Joyce poses Powys poultry question to new FM
Assembly member Joyce Watson has raised concerns about the number of intensive poultry units in Powys with First Minister Mark Drakeford.
In his first question and answer session as government leader (8 January), Mr Drakeford assured the Mid and West Wales Labour AM that a new working group, including Powys County Council, intends to publish special guidance on the issue for planning authorities by the end of 2019.
Mrs Watson said:
“A number of constituents from Powys have written to me raising concerns regarding the number of poultry units that have been granted planning permission in recent years.
“It’s time we assessed the overall impact of poultry farming and how it affects the environment and also local communities.
“I’m pleased to hear that the Welsh Government is developing a comprehensive plan and guidance for local authorities that are charged with issuing these licences. I would like them to take account of the accumulative impact on the local community and the environment, as well as the welfare of the animals that are being raised in these intensive units.
“In my opinion, we can’t go on as we are. We have seen the poisoning of rivers as a consequence of some of these having planning permission and all the spill-off going into those rivers. So, I look forward to the report and I look forward also to the changes that it will bring about.”

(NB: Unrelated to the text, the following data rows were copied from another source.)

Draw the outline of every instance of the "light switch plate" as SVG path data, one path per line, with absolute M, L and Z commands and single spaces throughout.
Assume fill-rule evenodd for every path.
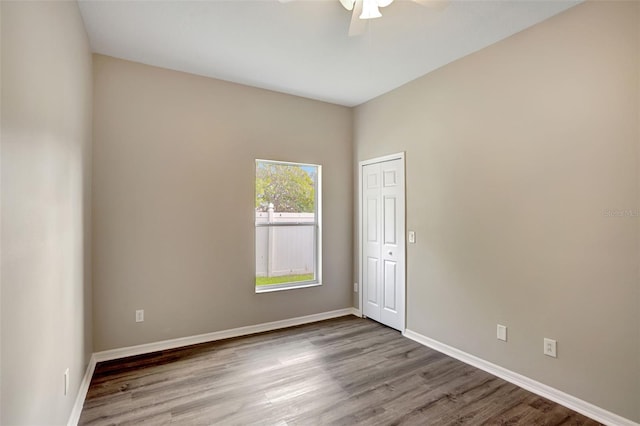
M 498 340 L 502 340 L 503 342 L 507 341 L 507 326 L 498 324 L 498 332 L 497 332 Z

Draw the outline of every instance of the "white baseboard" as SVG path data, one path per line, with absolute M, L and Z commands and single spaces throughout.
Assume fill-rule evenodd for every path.
M 303 317 L 290 318 L 281 321 L 267 322 L 263 324 L 250 325 L 246 327 L 232 328 L 230 330 L 215 331 L 213 333 L 199 334 L 196 336 L 181 337 L 178 339 L 163 340 L 161 342 L 147 343 L 144 345 L 129 346 L 126 348 L 111 349 L 108 351 L 96 352 L 91 355 L 89 365 L 84 373 L 78 395 L 76 396 L 71 415 L 67 426 L 77 426 L 82 413 L 84 400 L 87 397 L 87 391 L 91 384 L 91 378 L 95 371 L 96 364 L 102 361 L 110 361 L 113 359 L 124 358 L 133 355 L 143 355 L 156 351 L 167 349 L 175 349 L 182 346 L 196 345 L 199 343 L 213 342 L 215 340 L 229 339 L 232 337 L 246 336 L 249 334 L 263 333 L 265 331 L 278 330 L 281 328 L 294 327 L 296 325 L 309 324 L 312 322 L 323 321 L 331 318 L 339 318 L 347 315 L 355 315 L 361 317 L 360 311 L 355 308 L 338 309 L 336 311 L 321 312 L 319 314 L 306 315 Z
M 198 334 L 196 336 L 179 337 L 177 339 L 146 343 L 144 345 L 111 349 L 108 351 L 96 352 L 93 355 L 96 358 L 96 362 L 110 361 L 112 359 L 124 358 L 128 356 L 143 355 L 151 352 L 180 348 L 183 346 L 213 342 L 215 340 L 230 339 L 232 337 L 246 336 L 249 334 L 263 333 L 265 331 L 294 327 L 296 325 L 308 324 L 311 322 L 323 321 L 331 318 L 344 317 L 352 314 L 353 308 L 338 309 L 337 311 L 321 312 L 319 314 L 306 315 L 304 317 L 266 322 L 263 324 L 232 328 L 230 330 L 214 331 L 213 333 Z
M 351 308 L 351 315 L 362 318 L 362 311 L 358 308 Z
M 568 393 L 537 382 L 521 374 L 507 370 L 506 368 L 500 367 L 499 365 L 493 364 L 489 361 L 485 361 L 452 346 L 441 343 L 437 340 L 423 336 L 422 334 L 416 333 L 415 331 L 407 329 L 404 331 L 403 335 L 424 346 L 435 349 L 438 352 L 442 352 L 445 355 L 449 355 L 452 358 L 484 370 L 490 374 L 493 374 L 494 376 L 506 380 L 507 382 L 513 383 L 514 385 L 520 386 L 523 389 L 526 389 L 544 398 L 550 399 L 551 401 L 557 402 L 560 405 L 564 405 L 567 408 L 584 414 L 585 416 L 590 417 L 593 420 L 605 425 L 640 426 L 640 424 L 638 423 L 635 423 L 615 413 L 595 406 L 589 402 L 583 401 L 579 398 L 576 398 L 575 396 L 569 395 Z
M 87 365 L 87 370 L 84 372 L 84 376 L 82 377 L 82 381 L 80 382 L 78 395 L 76 396 L 76 401 L 73 404 L 73 409 L 71 410 L 71 415 L 69 416 L 67 426 L 77 426 L 78 421 L 80 421 L 82 406 L 84 405 L 84 400 L 87 397 L 87 391 L 89 390 L 89 385 L 91 384 L 91 378 L 93 377 L 93 372 L 95 371 L 95 369 L 96 357 L 95 355 L 91 355 L 89 364 Z

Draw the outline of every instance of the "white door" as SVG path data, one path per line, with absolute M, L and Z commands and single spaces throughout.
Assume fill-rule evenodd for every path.
M 404 157 L 361 168 L 362 313 L 404 331 Z

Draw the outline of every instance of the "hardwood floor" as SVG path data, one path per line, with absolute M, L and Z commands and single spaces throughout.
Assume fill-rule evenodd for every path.
M 356 317 L 99 363 L 80 425 L 597 425 Z

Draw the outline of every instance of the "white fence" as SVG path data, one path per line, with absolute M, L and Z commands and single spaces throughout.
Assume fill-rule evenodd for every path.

The First Minister responded:
“I thank Joyce Watson for that question. She will know that, as a result of the concerns that she and other Members have raised here in recent times about the growing number of applications and granted applications for development in the poultry sector, action has already been taken to make sure, for example, that larger intensive units are closely regulated by Natural Resources Wales in accordance with the requirements of the industrial emissions directive.
“’Planning Policy Wales’, which was published by Lesley Griffiths (environment minister) in December, drew particular attention to the need for local authorities to, as Joyce Watson suggested, make sure that the cumulative impact of such developments—cumulative in the sense that they create a number of different environmental challenges, but cumulative in the sense that a growing number of them close by has an additional impact on local communities—is taken into account.
“But, as Joyce Watson says, there is a series of strands of regulation that need to be drawn together here not simply in the environmental field, but in animal welfare as well.”
Joyce Watson is a member of the Assembly’s environment and economic scrutiny committees.